Meskwaki dispute enters the classroom

MESKWAKI SETTLEMENT, Iowa - Families on both sides of a tribal leadership dispute are refusing to send their children to the settlement school, citing disagreement with the school administrator or fears of violence.

School started Aug. 21 with about 60 of the 160 expected students attending. On Aug. 25, only 100 students had shown up for class, administrators said.

School board member Rhonda Pushetonequa's son has spent his first few school days at home playing video games. Pushetonequa won't send her son to school after the administrator accepted operating funds released by contested tribal chairman Alex Walker Jr.

"I told him about school and that he would be going somewhere and he said, 'OK, whatever," Pushetonequa said. "He's pretty easygoing about it. He knows we'll do the best we can."

In March, Meskwaki tribal members voted no confidence in an elected tribal council, led by Chairman Alex Walker, after the council refused to honor petitions to hold a recall election. Hereditary Chief Charles Old Bear appointed a new council, which occupied the tribal center and took over government operations. Tribal members again tried to legitimize the appointed council in a May 22 special election, but the BIA, NIGC, and state of Iowa all continue to recognize the Walker council as official Meskwaki leadership.

Under advice from the BIA, school administrator Joel Longie, Ojibwa, signed teacher contracts, renewed his own contract and received school funding held by the Walker council.

"The funding that comes from the bureau had already come to the elected council," Longie said. "The only option I had as a school administrator was to work with the council and open the school."

"The move was not political whatsoever," he said. "The move was logical and the only step I could have taken as an administrator. It's my job to keep the school going."

But Bear council members pressured him to try and help force the Walker council into handing the school funds to them, saying they could pay for school expenses out of reserve funds, at least until an Oct. 21 recall election, Longie said. When Longie went to Walker, they branded him a traitor, he said.

Even though Walker dissolved the school board last April, Pushetonequa, Chairman Harlan Brown and others continue to meet under the authority of the Bear council. Earlier this month, they voted not to renew Longie's contract.

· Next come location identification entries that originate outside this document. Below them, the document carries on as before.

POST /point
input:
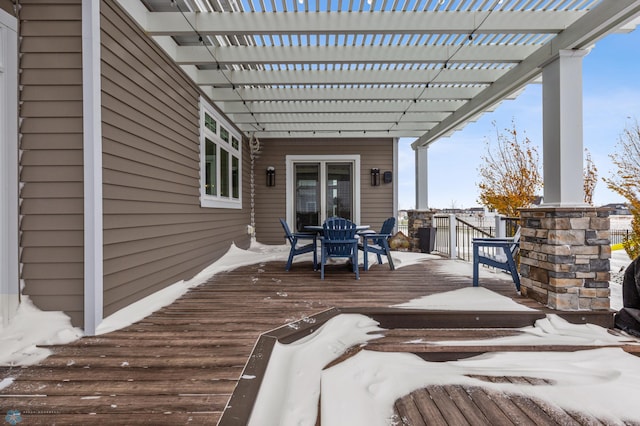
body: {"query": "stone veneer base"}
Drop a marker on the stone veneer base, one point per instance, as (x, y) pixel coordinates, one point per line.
(564, 257)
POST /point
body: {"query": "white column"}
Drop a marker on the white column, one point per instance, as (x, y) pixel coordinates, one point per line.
(396, 142)
(92, 145)
(9, 277)
(562, 129)
(422, 179)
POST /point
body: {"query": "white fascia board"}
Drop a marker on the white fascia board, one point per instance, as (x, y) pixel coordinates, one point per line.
(342, 94)
(340, 134)
(338, 117)
(605, 18)
(311, 107)
(92, 147)
(222, 78)
(193, 55)
(387, 22)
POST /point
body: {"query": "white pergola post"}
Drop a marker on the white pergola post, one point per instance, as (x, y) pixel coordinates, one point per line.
(562, 129)
(422, 179)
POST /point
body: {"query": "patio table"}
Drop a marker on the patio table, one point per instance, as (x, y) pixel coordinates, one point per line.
(318, 228)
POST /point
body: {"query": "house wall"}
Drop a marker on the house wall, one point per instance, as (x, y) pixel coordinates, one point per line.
(7, 6)
(51, 208)
(376, 201)
(155, 232)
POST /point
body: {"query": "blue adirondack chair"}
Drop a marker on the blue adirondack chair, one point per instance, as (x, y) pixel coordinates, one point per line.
(377, 243)
(296, 249)
(499, 253)
(339, 240)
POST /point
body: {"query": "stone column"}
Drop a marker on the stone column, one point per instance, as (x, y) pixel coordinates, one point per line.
(564, 257)
(418, 219)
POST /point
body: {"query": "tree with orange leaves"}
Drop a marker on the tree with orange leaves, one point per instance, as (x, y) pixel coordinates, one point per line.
(626, 181)
(590, 177)
(510, 175)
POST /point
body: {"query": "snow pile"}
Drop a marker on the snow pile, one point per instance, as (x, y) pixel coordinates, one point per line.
(292, 381)
(465, 299)
(601, 382)
(31, 327)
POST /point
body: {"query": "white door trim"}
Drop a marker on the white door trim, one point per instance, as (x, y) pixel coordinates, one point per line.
(290, 190)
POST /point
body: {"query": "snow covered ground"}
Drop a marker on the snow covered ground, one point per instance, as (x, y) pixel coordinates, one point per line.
(361, 390)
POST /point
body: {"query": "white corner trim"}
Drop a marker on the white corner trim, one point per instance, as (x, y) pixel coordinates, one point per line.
(92, 146)
(9, 240)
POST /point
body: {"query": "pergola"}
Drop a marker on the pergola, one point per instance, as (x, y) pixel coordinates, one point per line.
(387, 68)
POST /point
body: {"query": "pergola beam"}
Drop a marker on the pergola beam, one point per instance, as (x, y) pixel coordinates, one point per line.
(229, 78)
(319, 107)
(397, 22)
(605, 18)
(343, 94)
(196, 55)
(357, 117)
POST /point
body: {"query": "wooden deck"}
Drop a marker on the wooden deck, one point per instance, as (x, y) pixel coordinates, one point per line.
(182, 364)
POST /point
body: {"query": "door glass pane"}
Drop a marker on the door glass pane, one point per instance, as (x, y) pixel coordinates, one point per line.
(224, 173)
(339, 190)
(307, 194)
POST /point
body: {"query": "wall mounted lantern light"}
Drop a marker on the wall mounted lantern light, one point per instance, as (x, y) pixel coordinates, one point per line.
(271, 176)
(375, 177)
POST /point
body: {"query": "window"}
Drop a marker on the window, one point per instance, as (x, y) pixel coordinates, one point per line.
(220, 165)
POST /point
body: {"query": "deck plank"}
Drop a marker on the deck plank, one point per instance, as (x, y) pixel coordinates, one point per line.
(180, 364)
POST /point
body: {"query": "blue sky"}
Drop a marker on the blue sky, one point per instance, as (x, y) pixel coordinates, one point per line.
(611, 101)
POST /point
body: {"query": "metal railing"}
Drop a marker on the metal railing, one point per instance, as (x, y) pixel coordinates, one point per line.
(617, 236)
(459, 244)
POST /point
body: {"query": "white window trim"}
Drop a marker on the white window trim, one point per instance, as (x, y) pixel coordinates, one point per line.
(292, 159)
(217, 201)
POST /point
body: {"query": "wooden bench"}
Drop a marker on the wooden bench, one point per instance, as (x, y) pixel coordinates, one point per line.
(499, 253)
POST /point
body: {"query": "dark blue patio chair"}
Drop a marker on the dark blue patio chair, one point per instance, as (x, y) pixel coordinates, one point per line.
(499, 253)
(339, 240)
(377, 243)
(296, 248)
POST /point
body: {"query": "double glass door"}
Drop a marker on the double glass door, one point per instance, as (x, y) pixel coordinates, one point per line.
(322, 189)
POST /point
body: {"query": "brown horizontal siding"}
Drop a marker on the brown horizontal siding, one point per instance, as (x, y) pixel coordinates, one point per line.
(376, 202)
(155, 232)
(51, 174)
(7, 6)
(51, 93)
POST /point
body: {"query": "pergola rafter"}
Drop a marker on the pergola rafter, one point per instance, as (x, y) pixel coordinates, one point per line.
(420, 69)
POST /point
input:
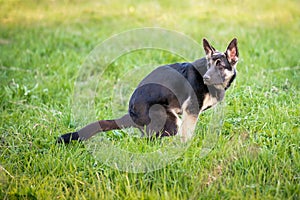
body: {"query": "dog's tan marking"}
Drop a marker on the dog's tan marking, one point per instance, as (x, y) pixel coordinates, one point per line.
(189, 121)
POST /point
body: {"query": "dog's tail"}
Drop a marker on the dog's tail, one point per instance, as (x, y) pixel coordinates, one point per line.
(96, 127)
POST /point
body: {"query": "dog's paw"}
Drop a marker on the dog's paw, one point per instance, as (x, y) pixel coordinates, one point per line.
(67, 138)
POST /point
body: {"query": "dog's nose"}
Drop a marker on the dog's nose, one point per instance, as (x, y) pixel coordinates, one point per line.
(206, 77)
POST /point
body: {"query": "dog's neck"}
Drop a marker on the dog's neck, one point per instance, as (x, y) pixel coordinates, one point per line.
(218, 91)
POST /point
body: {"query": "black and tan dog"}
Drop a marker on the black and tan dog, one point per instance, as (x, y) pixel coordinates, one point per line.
(170, 91)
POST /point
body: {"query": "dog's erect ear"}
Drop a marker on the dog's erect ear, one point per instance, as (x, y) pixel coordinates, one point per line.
(232, 52)
(209, 50)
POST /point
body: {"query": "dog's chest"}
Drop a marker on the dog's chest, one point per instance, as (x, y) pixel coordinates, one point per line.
(208, 101)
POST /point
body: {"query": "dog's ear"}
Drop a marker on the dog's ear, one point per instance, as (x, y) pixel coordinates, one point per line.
(209, 50)
(232, 52)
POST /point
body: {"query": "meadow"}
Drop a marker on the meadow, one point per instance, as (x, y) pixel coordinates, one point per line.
(43, 45)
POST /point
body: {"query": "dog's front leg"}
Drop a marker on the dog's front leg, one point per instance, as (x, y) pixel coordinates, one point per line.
(188, 125)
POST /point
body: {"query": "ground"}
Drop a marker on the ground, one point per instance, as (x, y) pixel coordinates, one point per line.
(43, 45)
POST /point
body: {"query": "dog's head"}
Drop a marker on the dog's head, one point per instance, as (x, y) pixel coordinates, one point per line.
(221, 66)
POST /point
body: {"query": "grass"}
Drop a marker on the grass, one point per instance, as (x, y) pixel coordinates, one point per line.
(44, 44)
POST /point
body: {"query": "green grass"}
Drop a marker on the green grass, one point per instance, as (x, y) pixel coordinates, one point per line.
(43, 45)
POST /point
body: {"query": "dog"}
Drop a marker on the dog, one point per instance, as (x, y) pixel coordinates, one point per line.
(169, 100)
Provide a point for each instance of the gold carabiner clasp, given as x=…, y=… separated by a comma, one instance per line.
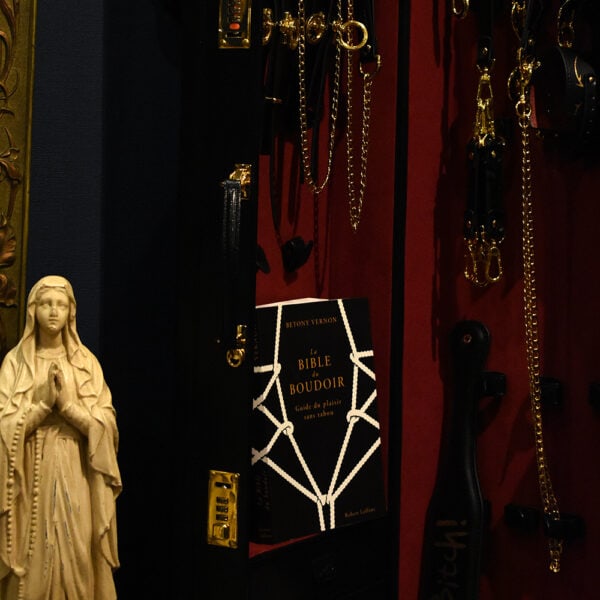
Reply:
x=368, y=75
x=476, y=262
x=235, y=356
x=345, y=35
x=484, y=115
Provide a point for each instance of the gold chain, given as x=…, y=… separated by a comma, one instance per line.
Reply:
x=356, y=198
x=549, y=501
x=345, y=32
x=316, y=188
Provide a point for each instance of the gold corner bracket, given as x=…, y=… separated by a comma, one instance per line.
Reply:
x=234, y=23
x=222, y=527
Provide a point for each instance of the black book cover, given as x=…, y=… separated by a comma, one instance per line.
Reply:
x=316, y=444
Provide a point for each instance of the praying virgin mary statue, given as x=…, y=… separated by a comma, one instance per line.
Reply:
x=59, y=477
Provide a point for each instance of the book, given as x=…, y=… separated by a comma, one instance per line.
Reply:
x=316, y=443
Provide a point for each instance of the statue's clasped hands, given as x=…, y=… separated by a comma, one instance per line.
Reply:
x=59, y=392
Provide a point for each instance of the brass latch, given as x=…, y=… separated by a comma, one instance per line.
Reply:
x=234, y=23
x=237, y=354
x=222, y=509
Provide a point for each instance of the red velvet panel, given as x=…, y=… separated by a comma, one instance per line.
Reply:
x=442, y=83
x=441, y=101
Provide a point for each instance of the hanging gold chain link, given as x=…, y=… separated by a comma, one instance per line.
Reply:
x=315, y=187
x=548, y=498
x=356, y=196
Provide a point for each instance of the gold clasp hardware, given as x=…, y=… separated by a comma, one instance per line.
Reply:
x=222, y=526
x=315, y=27
x=345, y=34
x=267, y=25
x=243, y=174
x=290, y=30
x=234, y=23
x=484, y=116
x=460, y=9
x=483, y=261
x=565, y=24
x=236, y=355
x=518, y=14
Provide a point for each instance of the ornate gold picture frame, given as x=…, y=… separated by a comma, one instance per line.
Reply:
x=17, y=45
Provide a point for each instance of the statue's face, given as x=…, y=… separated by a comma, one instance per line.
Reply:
x=52, y=310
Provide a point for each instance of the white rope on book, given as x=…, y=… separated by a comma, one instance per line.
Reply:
x=286, y=427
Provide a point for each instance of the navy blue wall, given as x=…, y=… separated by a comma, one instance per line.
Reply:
x=66, y=159
x=105, y=155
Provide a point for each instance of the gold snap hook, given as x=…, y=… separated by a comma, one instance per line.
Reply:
x=315, y=27
x=345, y=31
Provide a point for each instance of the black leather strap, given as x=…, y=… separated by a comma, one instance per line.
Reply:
x=565, y=90
x=457, y=516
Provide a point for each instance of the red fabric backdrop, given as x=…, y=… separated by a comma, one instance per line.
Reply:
x=442, y=81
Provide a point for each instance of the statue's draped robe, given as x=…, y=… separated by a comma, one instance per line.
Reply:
x=58, y=486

The school board had been considering the move for some time, Brown said. He declined to cite specific reasons for this consideration. There have been no disciplinary actions against Longie in his two-year employment with the tribe.

"Of course, the final straw that broke the camel's back was his refusal to leave," Brown said. "It tells me, personally, that he was just looking out for number one, contrary to what he thinks is best for the school, best for the parents, and best for the Meskwaki people."

The acting school board has met with parents to discuss education alternatives while the settlement school protest continues, but no study groups or home school activities have as yet been established, Brown said. About half the tribe's children attend the settlement school. Other students attend public schools in nearby towns. Brown said he thought most of the children involved will not enroll in other schools.

"Parents have allowed their students to stay home," he said. "Based on some comments I've received, they'd rather have their students stay home than go to the local public schools. That's why we created the tribal school."

The tribe does not have any truancy laws, Brown said.

"We never had that problem before - we didn't have to worry about it," he said.

Back at school, teachers are trying to make the best of the situation.

"They're not involved in the political part of things, Longie said. "At least not during the school day."